Page 60 of Glamorama


  “Where’s Palakon?” I automatically ask.

  “Ah,” the director sighs. “There’s that name again, Victor.”

  “Where is he?” I’m gasping.

  “We’ve been through this a hundred times,” the director says. “There is no Palakon. I’ve never heard that name.”

  “That’s just too heavy for me to accept at this point.”

  “Well, lighten up,” the director says. “I don’t know what else to tell you.”

  “I want to go back,” I’m weeping. “I want to go home.”

  “There’s always that possibility, Victor,” the director says. “Don’t discount it.”

  “Why aren’t you paying attention to me anymore?” I ask. “You haven’t called in a week.”

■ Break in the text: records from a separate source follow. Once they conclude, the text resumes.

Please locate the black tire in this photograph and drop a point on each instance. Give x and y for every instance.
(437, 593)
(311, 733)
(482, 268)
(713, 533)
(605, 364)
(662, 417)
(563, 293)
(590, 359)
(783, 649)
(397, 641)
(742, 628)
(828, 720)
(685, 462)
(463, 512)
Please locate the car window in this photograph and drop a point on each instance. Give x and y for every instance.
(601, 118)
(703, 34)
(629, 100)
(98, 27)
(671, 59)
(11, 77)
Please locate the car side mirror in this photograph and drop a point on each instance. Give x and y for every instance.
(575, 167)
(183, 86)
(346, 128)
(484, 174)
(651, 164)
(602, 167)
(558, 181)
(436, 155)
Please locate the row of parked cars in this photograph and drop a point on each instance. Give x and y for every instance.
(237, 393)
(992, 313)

  “Plans are forming,” is all the director says.

  “You haven’t called me in a week,” I shout. “What am I doing here?”

  “How … shall I put this?” the director ponders.

  “You’re thinking the project is unrealized,” I spit out, panicking. “Don’t you? That’s what you think. But it isn’t.”

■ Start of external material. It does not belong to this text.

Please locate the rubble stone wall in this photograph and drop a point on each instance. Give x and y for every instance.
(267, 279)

  “How shall I put this?” the director says again.

  “Tactfully?” I whisper.

  “Tactfully?”

  “Yes.”

  “Your role is over, Victor,” he says. “Don’t be shocked,” he says.

  “Should I read this … as a warning?”

  “No.” He considers something. “Just a long period of adjustment.”

  “You mean … that I could be here until when? August? Next year?”

  “Someone is going to extract you from this sooner or later,” the director says. “I’m just not sure exactly when.” He pauses. “Davide will watch over you and someone will be in touch shortly.”

  “What about you?” I wail. “Why can’t you do anything? Call Palakon.”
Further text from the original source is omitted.